Indonesia telah menegaskan komitmennya dalam melindungi lingkungan hidup dan memenuhi target Paris Agreement, dengan menyusun serangkaian strategi yang komprehensif.
Dalam upaya mengurangi dampak perubahan iklim, negara telah menerapkan serangkaian langkah. Termasuk pembentukan Strategi Implementasi Nationally Determined Contribution (NDC), Peta Jalan NDC Mitigasi, Updated NDC, dan Long Term Strategy Low Carbon and Climate Resilience 2050 (LTS-LCCR 2050).
Namun, bagaimana hal ini dipraktikkan dan mengapa hal ini penting bagi kita semua?
Meninjau Strategi Implementasi Nationally Determined Contribution (NDC) dan Kegiatan KPH
Langkah penting dalam pengendalian perubahan iklim di Indonesia terfokus pada unit Kesatuan Pengelolaan Hutan (KPH). Saat ini, terdapat 532 unit KPH yang terdiri dari KPHP dan KPHL, yang memainkan peran penting dalam pengelolaan hutan dari perencanaan hingga pengendalian.
Pada sosialisasi di Jakarta, Selasa (31/10/2023), Sekretaris Jenderal Kementerian Lingkungan Hidup dan Kehutanan (KLHK) Bambang Hendroyono menekankan pentingnya regulasi teknis dan kemampuan manajerial dalam mendukung penurunan emisi Gas Rumah Kaca (GRK).

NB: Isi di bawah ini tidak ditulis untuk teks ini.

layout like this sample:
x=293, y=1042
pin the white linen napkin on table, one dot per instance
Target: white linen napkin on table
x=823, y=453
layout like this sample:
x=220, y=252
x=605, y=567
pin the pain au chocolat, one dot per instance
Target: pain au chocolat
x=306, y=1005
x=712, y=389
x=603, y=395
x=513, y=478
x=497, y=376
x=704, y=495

Peran Vital Kepala Dinas dan KPH
Bambang mendorong para Kepala Dinas yang membidangi kehutanan untuk mendampingi Gubernur di seluruh Indonesia.

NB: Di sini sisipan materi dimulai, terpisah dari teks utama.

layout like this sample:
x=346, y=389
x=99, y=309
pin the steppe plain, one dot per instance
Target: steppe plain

“Sebelum menuju ke aksi mitigasi perubahan iklim dan perdagangan karbon sektor di KPH, saya ingin mengajak kepada seluruh Kepala Dinas yang membidangi kehutanan untuk mendampingi Gubernur di seluruh Indonesia,” Bambang meminta.
Menurutnya, kewenangan yang diberikan dalam Undang-Undang No.23 Tahun 2014 sangat penting dalam mengelola Hutan Lindung dan Hutan Produksi. Kolaborasi para kepala UPTD KPH di tingkat kabupaten menjadi kunci sukses dalam pengelolaan hutan.
“Maka dari itu jaga dan kelola Hutan Lindung dan Hutan Produksi dalam satu kesatuan kebijakan,” ucap Bambang.
Kepada Kepala KPH, Bambang menegaskan, agar melakukan koordinasi, sinkronisasi, dan integrasi hingga pada tingkat tapak. Karena hal tersebut adalah kunci keberhasilan dalam pengelolaan hutan.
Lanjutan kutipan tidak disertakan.